Nella Beatificazione è stata inclusa anche una creatura che era nel grembo della mamma, è la prima volta nella storia della Chiesa che accade. Che significato vuole dare la Chiesa beatificando un’intera famiglia e un nascituro ancora nel grembo materno?

“E’ la prima volta che questo accade nella storia della Chiesa. Nella positio con la quale si è arrivati a decretare la beatificazione c’è la notizia che, quando c’è stato l’eccidio, questo bambino era nel grembo materno ma, quando i corpi sono stati dissotterrati per dar loro degna sepoltura, è stata trovata la sua testolina che stava per uscire dal grembo materno. È probabile che, lo shock dell’eccidio, abbia indotto la mamma al travaglio. In ogni caso è un bambino senza nome e non battezzato ma che, secondo il Dicastero delle Cause dei Santi, ha ricevuto il Battesimo del Sangue e, quindi, anche lui è un martire. Questo è molto importante ed è in linea con Papa Francesco che parla sempre della tutela dei bambini che devono nascere e della salvaguardia della vita. La Chiesa, riconoscendo per la prima volta un bambino che stava per nascere, ha sottolineato l’importanza della vita fin dal primo momento. Questa famiglia era tutta cristiana, pregavano e i bambini erano convolti attraverso l’amore che il papà e la mamma avevano trasmesso loro. Questo è il motivo per cui vengono beatificati tutti insieme”.

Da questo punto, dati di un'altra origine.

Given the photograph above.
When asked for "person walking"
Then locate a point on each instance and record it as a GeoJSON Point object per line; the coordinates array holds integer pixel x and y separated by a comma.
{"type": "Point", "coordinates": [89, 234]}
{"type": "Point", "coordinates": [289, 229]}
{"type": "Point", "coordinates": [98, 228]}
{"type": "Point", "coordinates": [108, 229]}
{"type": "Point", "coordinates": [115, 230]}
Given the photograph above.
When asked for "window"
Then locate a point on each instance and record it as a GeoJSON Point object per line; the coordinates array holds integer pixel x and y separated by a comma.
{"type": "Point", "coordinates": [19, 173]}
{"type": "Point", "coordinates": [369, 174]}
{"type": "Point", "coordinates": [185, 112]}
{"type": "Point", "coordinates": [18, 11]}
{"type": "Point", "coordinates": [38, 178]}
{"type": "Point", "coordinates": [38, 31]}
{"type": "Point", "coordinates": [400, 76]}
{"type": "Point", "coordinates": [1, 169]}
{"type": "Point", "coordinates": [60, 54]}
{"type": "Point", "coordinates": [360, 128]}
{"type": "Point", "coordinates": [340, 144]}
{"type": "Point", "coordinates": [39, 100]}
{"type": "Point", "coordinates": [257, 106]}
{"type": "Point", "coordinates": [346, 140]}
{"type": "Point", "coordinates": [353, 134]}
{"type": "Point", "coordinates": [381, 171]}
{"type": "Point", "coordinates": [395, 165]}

La famiglia Ulma (© Manuela Tulli)

Quale miracolo ha scelto il Dicastero delle cause dei Santi per la Beatificazione e per quale motivo?

“Per i martiri non è necessario un miracolo. Il postulatore, don Witold Burda, parla di racconti che lui ha ricevuto da diverse coppie di famiglie che aspettavano bambini, i quali si sono affidati alla famiglia Ulma e poi effettivamente li hanno avuti. Queste storie però non hanno nomi e cognomi, proprio perché la Chiesa ha seguito la procedura del martirio per cui non serve il miracolo. Nel libro, inoltre, viene raccontata la storia di una famiglia americana che si è affidata agli Ulma per la guarigione del papà malato, non ha vissuto il miracolo della guarigione ma quello della conversione, vivendo tutti insieme con spirito d’amore.”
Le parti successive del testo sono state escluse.